Photo courtesy of Aurora Trailer via Viva Entertainment YouTube Channel
As far as its horror aspect goes, "Aurora" has none at all. Even its beautiful and captivating cinematography and soundtrack cannot save a film without much direction or much substance.


Photo courtesy of Aurora Trailer via Viva Entertainment YouTube Channel
When the passenger ship Aurora sinks in front of Leana's island inn (Anne Curtis), everything changes. In the cusp of losing everything she has, families of the missing offer Leanna a chance to survive. Every missing body she's able to find, she'll be given P50,000 (USD1,000) in return. Desperate and clinging to the only home she has known, she decides to do the unthinkable task and stay for another month alone with her sister Rita (Phoebe Villamor). But all is not easy as the restless spirits of the Aurora soon ramp up their disturbances.
Photo courtesy of Aurora Trailer via Viva Entertainment YouTube Channel
"Aurora" has all the flash but never the bang. We couldn't believe it but almost everything was off about the film. Mostly, the film just never gels together. Scene to scene felt rushed or full of narrative assumptions that made us confused or clueless to what was happening on-screen. On top of that, the narrative fails to be substantial. Like the typical local film, there's always a morally good protagonist and a narrative that needs to end on the good end of the spectrum even if it hampers what could have been a more memorable and notable experience for audiences.

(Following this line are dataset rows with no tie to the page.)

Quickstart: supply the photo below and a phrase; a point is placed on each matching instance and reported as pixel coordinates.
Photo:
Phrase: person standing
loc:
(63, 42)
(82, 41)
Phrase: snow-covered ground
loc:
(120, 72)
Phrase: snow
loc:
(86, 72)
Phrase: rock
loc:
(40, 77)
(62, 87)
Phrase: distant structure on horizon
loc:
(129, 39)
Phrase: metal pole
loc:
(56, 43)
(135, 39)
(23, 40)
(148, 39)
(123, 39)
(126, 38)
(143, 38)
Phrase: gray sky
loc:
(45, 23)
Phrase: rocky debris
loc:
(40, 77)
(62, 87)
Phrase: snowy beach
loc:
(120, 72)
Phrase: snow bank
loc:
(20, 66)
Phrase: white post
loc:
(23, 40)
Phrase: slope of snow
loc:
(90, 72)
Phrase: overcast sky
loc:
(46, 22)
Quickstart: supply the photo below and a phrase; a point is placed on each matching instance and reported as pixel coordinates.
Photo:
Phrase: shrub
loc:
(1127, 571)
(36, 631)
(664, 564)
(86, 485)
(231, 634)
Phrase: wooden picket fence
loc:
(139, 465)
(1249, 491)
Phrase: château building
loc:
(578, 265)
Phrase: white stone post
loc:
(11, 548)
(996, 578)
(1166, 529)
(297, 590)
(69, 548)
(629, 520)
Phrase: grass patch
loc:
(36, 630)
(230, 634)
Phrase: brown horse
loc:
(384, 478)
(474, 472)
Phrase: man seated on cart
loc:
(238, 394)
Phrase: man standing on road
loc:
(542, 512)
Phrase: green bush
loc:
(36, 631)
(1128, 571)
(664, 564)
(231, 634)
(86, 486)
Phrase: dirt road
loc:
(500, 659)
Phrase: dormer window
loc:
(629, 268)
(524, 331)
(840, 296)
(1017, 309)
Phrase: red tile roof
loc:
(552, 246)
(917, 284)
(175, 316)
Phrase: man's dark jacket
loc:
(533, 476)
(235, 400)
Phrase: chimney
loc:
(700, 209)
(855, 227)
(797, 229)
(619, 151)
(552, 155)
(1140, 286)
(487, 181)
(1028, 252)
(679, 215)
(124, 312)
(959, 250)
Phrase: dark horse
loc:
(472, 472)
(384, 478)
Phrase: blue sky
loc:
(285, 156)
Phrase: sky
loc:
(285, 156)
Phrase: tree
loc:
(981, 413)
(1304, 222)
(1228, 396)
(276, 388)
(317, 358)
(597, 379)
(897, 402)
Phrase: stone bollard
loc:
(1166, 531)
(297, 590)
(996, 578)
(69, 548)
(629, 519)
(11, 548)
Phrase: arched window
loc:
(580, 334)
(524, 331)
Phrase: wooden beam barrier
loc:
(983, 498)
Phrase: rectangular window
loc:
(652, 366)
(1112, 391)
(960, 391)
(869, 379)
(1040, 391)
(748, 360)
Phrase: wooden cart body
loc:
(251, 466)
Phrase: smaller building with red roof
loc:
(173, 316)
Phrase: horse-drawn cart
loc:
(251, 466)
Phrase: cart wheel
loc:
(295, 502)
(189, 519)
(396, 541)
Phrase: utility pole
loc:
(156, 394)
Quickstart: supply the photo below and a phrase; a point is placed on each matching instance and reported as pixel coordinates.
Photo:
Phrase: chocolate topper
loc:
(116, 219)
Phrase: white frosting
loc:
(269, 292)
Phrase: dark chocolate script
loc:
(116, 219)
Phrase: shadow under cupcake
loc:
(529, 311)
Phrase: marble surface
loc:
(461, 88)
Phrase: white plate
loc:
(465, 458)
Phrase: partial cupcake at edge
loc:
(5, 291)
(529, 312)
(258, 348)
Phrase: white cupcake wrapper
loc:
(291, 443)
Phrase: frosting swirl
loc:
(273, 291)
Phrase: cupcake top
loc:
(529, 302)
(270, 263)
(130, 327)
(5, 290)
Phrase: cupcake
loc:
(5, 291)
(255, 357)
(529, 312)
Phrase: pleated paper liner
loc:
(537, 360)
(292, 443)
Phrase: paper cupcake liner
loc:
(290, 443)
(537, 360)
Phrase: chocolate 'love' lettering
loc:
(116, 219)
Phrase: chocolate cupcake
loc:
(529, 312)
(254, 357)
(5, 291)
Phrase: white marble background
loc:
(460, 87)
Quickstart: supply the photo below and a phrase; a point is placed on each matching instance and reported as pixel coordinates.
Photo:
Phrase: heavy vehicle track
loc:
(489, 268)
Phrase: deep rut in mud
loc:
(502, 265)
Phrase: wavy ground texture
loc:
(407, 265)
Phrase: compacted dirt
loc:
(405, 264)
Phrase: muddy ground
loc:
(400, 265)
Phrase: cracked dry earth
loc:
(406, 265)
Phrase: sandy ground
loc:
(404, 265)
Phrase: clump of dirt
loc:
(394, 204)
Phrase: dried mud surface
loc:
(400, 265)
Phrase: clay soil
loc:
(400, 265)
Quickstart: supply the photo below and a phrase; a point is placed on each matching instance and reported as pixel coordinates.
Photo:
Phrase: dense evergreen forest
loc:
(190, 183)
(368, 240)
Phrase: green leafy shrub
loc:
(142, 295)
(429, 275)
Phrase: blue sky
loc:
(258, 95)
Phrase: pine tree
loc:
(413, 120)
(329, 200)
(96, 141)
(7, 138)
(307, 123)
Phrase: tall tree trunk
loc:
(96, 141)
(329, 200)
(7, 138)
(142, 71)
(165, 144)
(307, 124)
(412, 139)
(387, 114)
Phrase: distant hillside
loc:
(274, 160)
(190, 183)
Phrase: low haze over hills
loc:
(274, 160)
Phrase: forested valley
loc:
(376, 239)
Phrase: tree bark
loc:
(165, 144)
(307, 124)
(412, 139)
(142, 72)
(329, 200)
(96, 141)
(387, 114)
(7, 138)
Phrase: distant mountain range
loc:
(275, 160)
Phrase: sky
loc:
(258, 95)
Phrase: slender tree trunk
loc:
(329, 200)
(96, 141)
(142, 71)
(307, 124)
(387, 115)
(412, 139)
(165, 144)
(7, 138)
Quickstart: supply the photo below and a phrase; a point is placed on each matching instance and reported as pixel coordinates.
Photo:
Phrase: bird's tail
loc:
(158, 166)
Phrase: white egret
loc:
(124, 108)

The latter part of the film improves when the real story of the Aurora is unveiled but outside of the idea that there's a corrupt conspiracy that's being hidden by the ship owners and the government about overloading a ship, there's no deeper dive into the horrid issue on-hand. Worst of all, the horror and tension was literally non-existent. The various entities that Leana and her sister encounters feel like filler material - just for the scares. But most if not all of these supposedly scary scenes are laughable at best. What "Aurora" did right are its cinematography and soundtrack. Yam Laranas showcased awesome shots of nature that both wonderful and daunting. If the film could have spent more time in building its characters and narratives instead of the horrors, "Aurora" could have been a very good film. As it is, it is deeply flawed and a sinking remnant of what could have been.
Photo courtesy of Aurora Trailer via Viva Entertainment YouTube Channel
Rating: 1 and a half reels





Why you should watch it:
- the cinematography and soundtrack was amazing.

Why you shouldn't watch it:
- non-existent horror and tension
- non-existent plot and direction

You can catch "Aurora" via Netflix streaming right now.